Hogs may not get slaughtered, but they could lose their broadcast antitrust exemption.
The NFL’s ongoing pivot from broadcast TV to streaming could have potentially significant ramifications, according to FCC chair Brendan Carr.
“Does the NFL still benefit from the antitrust exemption when they’re negotiating for carriage of games not on a sponsored telecast, but on a streaming service?” Carr said Thursday, via Rohan Goswami of Semafor. “That’s a very live, very ripe question.”

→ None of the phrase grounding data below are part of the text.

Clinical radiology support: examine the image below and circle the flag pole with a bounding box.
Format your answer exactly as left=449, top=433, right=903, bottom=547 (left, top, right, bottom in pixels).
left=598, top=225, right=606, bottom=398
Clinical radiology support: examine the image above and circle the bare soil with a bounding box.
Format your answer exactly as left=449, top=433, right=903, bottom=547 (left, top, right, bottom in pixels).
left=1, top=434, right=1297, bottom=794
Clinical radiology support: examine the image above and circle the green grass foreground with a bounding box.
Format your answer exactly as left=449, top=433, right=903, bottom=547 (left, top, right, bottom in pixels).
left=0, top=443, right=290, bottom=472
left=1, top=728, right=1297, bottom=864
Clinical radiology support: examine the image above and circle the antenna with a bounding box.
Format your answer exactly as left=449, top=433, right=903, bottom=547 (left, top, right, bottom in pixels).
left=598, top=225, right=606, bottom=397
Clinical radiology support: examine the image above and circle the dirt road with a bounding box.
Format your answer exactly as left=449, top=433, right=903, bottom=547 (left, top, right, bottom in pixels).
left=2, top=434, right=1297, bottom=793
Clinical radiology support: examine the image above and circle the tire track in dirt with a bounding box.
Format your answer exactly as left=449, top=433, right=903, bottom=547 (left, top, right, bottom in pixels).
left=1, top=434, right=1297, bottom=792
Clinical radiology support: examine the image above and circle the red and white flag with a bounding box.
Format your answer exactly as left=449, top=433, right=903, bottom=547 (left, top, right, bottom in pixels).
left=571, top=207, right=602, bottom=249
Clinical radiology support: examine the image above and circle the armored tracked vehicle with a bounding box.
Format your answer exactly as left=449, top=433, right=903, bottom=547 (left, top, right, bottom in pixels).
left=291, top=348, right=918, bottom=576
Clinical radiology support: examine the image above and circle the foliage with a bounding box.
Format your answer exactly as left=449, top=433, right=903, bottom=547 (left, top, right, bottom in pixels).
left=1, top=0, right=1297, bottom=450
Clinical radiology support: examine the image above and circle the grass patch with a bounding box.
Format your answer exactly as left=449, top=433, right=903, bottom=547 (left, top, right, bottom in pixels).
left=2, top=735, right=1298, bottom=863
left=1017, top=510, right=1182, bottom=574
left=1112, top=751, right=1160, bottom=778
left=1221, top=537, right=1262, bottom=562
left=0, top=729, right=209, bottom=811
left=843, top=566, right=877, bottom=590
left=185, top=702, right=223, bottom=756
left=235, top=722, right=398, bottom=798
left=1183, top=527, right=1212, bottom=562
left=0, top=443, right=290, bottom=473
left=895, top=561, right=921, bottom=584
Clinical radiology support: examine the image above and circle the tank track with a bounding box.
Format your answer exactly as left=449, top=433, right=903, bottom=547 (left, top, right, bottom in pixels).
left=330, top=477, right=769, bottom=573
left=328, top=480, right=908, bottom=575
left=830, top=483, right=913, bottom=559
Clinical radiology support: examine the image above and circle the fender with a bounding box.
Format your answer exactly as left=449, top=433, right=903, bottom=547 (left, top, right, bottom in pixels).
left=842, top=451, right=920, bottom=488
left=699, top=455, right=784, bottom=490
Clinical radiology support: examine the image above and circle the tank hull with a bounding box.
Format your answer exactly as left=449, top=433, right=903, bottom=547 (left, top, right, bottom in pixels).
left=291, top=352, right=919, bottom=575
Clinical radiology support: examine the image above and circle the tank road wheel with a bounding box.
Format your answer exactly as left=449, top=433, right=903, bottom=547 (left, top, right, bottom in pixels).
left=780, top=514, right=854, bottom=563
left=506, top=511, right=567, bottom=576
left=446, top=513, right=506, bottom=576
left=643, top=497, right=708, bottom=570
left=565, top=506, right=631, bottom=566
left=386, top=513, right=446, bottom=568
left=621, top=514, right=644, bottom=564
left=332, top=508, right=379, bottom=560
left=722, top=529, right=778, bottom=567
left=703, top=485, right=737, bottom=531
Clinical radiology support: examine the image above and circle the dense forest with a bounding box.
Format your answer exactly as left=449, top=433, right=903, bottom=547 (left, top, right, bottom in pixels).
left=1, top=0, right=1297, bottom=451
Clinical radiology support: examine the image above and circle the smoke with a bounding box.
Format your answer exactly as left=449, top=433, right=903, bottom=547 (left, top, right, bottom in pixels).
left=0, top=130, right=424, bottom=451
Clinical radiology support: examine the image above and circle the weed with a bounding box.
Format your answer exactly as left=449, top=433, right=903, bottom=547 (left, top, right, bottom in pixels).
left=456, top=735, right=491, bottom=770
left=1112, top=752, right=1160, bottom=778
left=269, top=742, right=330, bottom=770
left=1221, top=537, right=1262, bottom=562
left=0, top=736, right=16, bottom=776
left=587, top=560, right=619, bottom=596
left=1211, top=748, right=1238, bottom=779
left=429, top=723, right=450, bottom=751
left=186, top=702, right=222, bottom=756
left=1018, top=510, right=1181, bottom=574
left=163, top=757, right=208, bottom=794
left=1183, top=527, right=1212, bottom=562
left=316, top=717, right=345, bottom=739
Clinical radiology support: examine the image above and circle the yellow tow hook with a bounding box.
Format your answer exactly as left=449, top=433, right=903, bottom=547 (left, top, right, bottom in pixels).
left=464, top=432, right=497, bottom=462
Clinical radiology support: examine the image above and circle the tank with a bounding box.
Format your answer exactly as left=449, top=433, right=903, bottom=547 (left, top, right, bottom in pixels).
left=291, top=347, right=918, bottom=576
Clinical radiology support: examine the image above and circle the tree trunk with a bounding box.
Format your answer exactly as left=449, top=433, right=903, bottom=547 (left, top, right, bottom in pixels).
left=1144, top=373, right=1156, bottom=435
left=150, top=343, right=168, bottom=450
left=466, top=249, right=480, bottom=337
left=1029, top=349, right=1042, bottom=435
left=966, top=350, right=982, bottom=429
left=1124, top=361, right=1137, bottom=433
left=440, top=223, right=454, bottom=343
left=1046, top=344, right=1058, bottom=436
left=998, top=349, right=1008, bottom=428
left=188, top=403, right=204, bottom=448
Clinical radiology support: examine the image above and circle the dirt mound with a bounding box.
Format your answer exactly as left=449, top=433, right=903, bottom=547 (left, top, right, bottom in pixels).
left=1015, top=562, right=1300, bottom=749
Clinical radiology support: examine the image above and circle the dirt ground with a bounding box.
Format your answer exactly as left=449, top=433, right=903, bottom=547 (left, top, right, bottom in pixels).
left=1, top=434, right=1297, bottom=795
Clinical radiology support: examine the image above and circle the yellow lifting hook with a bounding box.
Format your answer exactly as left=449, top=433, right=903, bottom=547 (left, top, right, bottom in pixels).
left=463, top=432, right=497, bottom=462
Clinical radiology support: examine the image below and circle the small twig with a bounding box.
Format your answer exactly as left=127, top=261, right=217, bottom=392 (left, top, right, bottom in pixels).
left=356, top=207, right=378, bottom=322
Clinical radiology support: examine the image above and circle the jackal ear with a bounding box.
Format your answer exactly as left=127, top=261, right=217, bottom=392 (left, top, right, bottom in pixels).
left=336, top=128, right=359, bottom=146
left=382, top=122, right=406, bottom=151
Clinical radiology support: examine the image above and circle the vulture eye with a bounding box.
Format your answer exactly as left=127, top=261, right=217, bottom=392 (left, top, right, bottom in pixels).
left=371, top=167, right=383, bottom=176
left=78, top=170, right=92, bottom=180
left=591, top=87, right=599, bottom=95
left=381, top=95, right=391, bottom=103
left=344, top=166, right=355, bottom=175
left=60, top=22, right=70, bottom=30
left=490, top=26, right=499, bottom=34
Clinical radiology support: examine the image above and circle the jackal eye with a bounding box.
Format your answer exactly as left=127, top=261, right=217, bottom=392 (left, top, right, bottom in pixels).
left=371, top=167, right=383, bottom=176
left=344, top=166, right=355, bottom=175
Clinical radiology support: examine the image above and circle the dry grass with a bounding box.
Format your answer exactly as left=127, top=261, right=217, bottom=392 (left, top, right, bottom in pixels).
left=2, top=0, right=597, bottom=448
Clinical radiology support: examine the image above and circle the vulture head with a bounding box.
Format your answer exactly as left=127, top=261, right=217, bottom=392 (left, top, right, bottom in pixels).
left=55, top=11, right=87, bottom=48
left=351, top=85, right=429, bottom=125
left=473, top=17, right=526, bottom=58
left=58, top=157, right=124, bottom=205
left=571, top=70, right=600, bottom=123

It’s been ripening, frankly, from the moment the NFL did its first cable-only deal in the 1980s. The Sports Broadcasting Act of 1961 arguably contemplates an antitrust exemption for over-the-air telecasts only. Cable, satellite, and/or streamer possibly don’t fall within the scope of the exemption that lets the NFL sell rights to games in an all-teams-or-no-teams grouping.
To date, the NFL hasn’t faced a challenge to the question of whether the exemption applies to paid platforms. Carr said Thursday that there’s “a point at which you sort of tip the scale, and they’ve just put too many games behind a paywall, and then that whole exemption collapses.”
The timing of the comments becomes relevant to the current dynamics of the league’s TV packages. The NFL is negotiating with CBS to extend deals that can be scrapped after the 2029 season, at a significant increase over the $2.1 billion per year CBS already agreed to pay. If, as expected, the NFL moves from CBS to other networks, the unspoken “or else” could be moving entire packages to streaming.
The league has already shifted to streaming with Thursday night games. Some think Amazon could swap its Thursday package for Sunday nights, with NBC moving to Thursdays. The theory is that more people will pay for Prime if it’s the only way to cap the traditional NFL football day with a prime-time game.
Regardless, there’s a tipping point. Especially since it can be argued that the NFL has already loaded up the scale by using the antitrust exemption to sell league-wide packages to providers that don’t provide the games to consumers for free.